Professor of Common Law
Sir William Blackstone

[photo of plaque]Sir William Blackstone (1723-1780), Professor of Common Law, Oxford University, was an eminent, prolific English authority on common law. The common law is part of the underlying law used in England and the United States.

The common law derives from a long line of rights developed over centuries on behalf of the people. A famous example is the Magna Charta (1215) under King John. These rights include what was referenced by our own U.S. "Bill of Rights."

Blackstone wrote prolifically on the laws on the England. His Commentaries were well received, went through a number of editions, and are still cited in modern legal references such as Black's Law Dictionary. Here is an overview of some editions:

    Commentaries on the Laws of England, 1st ed (Oxford: Clarendon Press, 1765)

    Commentaries on the Laws of England, 3rd ed (Oxford: Clarendon Press, 1768)

    Commentaries on the Laws of England: in Four Books, 4th ed (Oxford: Clarendon Press, 1770)

When cited, the book is so authoritative that references written for lawyers can be abbreviated with the volume, title abbreviation, and page: example, 1 Bl Comm 302. For lay readers, of course, it is helpful to be longer. An example of the latter is at our legal definitions site (the reference to Blackstone's Commentaries).

A Brief Excerpt
Reprint of an 1803 Book on Blackstone and U.S. Constitution
An Analysis of Blackstone's Impact
His Methods Cited In Tiffany's Anti-Slavery Book

Other Significant U.S. Historical Materials

Civil law is given, not to create rights, but to protect already pre-existing natural rights, i.e., pre-constitutional rights. Wherefore, says Blackstone, the "primary object of law is to maintain and regulate these absolute rights of individuals." Vol. I, page 89. Absolute rights are those "such as would belong to man in a state of nature, and which EVERY MAN is entitled to enjoy, whether in society or out of society." These natural rights include "life and liberty, and which no human legislature may abridge or destroy, unless the OWNER himself shall commit some act that amounts to a forfeiture."

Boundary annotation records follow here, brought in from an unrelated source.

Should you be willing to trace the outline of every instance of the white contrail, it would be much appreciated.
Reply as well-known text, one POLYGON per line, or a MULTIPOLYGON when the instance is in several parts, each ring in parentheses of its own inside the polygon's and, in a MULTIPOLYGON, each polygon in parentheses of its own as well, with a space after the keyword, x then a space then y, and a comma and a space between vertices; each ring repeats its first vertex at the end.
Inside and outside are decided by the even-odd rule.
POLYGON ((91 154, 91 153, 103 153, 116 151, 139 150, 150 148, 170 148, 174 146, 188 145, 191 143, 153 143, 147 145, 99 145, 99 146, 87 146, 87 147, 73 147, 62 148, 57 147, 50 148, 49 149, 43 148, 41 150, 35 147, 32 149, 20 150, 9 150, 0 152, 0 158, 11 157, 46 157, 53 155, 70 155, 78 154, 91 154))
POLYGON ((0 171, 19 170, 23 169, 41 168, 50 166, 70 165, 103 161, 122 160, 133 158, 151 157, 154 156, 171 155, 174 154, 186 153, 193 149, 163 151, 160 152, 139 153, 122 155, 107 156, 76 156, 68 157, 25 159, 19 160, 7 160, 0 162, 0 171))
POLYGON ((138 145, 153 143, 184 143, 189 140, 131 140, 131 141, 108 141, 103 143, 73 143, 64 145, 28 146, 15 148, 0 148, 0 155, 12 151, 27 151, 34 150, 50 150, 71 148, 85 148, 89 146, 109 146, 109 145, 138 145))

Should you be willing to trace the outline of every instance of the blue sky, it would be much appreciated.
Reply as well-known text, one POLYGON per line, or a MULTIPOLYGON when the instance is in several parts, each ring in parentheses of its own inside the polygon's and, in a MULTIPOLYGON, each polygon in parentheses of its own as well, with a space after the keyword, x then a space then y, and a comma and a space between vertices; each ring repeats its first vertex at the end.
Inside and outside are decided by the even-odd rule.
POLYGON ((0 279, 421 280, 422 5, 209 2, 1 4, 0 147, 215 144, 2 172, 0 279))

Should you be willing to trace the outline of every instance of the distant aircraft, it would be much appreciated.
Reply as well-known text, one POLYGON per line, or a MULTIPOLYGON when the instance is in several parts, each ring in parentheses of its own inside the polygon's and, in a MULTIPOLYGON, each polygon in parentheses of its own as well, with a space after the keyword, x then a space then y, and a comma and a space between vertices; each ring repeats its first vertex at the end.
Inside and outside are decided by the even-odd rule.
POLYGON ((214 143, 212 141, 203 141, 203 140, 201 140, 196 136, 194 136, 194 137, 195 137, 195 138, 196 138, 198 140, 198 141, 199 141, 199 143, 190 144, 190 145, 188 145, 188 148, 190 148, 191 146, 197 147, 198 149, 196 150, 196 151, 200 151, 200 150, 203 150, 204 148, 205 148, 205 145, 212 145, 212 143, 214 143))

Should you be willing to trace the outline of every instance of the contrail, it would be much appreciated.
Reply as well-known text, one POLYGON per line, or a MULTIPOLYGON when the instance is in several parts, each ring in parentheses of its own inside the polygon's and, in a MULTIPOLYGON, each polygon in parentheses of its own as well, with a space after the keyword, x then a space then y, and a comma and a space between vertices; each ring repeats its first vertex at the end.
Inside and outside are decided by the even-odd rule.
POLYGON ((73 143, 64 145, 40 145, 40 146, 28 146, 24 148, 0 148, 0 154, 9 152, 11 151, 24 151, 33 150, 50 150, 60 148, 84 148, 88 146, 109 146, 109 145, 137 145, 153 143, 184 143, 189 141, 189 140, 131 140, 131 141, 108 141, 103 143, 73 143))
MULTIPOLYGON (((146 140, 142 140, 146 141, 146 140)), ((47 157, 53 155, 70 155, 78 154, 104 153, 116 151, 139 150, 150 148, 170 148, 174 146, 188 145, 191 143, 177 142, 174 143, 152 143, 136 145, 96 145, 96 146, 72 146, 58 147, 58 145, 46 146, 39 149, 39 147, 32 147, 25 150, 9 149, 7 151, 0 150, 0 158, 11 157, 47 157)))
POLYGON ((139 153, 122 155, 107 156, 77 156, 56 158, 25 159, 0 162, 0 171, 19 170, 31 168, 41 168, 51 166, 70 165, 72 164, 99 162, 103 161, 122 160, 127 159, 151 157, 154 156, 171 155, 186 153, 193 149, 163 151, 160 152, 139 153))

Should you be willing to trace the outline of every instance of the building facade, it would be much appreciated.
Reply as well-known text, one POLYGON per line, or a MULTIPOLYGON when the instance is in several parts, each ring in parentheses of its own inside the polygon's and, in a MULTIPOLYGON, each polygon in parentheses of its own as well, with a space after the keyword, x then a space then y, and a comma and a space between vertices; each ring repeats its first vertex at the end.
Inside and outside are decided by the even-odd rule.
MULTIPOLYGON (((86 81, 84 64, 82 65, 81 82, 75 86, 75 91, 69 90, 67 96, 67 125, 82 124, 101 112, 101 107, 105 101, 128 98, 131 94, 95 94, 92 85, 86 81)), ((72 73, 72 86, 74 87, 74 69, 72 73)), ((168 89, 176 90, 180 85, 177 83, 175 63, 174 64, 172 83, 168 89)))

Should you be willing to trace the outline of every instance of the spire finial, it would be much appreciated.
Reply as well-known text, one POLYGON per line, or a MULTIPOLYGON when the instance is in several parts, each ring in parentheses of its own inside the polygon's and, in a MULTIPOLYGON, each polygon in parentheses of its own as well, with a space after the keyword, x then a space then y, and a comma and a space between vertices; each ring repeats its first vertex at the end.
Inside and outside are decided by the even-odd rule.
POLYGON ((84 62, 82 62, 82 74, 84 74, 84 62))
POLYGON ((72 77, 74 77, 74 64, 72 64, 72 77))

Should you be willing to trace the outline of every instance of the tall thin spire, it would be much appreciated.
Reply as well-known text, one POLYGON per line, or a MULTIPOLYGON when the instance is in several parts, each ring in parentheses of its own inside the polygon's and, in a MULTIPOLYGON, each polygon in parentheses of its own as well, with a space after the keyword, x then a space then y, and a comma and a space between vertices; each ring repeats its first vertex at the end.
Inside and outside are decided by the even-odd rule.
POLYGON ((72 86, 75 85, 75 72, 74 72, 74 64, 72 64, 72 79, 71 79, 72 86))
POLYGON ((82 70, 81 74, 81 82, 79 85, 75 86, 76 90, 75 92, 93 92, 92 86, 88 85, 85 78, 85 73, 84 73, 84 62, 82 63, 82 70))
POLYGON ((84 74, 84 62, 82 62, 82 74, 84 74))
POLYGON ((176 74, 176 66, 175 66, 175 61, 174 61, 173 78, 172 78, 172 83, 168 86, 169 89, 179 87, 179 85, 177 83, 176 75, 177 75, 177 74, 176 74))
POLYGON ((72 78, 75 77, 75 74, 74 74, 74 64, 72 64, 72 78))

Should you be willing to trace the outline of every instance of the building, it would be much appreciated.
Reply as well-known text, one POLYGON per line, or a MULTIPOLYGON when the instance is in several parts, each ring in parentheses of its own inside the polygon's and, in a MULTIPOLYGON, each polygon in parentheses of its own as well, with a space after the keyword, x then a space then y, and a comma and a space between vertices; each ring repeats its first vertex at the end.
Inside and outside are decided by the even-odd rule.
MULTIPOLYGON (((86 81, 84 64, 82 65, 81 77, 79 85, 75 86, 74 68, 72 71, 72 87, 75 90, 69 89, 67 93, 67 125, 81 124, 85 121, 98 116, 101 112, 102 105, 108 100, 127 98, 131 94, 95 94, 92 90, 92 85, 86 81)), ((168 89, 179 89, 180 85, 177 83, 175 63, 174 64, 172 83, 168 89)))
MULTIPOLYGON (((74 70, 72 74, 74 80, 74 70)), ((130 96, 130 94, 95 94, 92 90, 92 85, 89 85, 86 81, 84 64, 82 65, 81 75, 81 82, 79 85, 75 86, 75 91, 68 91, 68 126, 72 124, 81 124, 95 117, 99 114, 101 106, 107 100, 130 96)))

Civil law or government, may never contravene or oppose the moral law, or law of revelation.

  • "The province of human government is to protect—not to destroy man's natural rights, but more perfectly secure them to him," says Rev. John G. Fee, Sinfulness of Slaveholding (1851), p 6.

  • "Upon the law of Nature and Revelation all human laws depend."

  • "No human laws should be suffered to contradict these."

  • "Nay, if any human laws should allow, or enjoin us to commit a violation of the revealed law, we are bound to transgress that human law, or else we must offend both natural and revealed law."—Vol. I. pp. 28, 29. (Cited by Rev. John G. Fee, Anti-Slavery Manual (1851), pp 70-72.)

  • "Whenever the legislators endeavor to take away and destroy the property of the people, or to reduce them to slavery under arbitrary power, they put themselves into a state of war with the people, who are thereupon absolved from any further obedience."—John Locke, 1690.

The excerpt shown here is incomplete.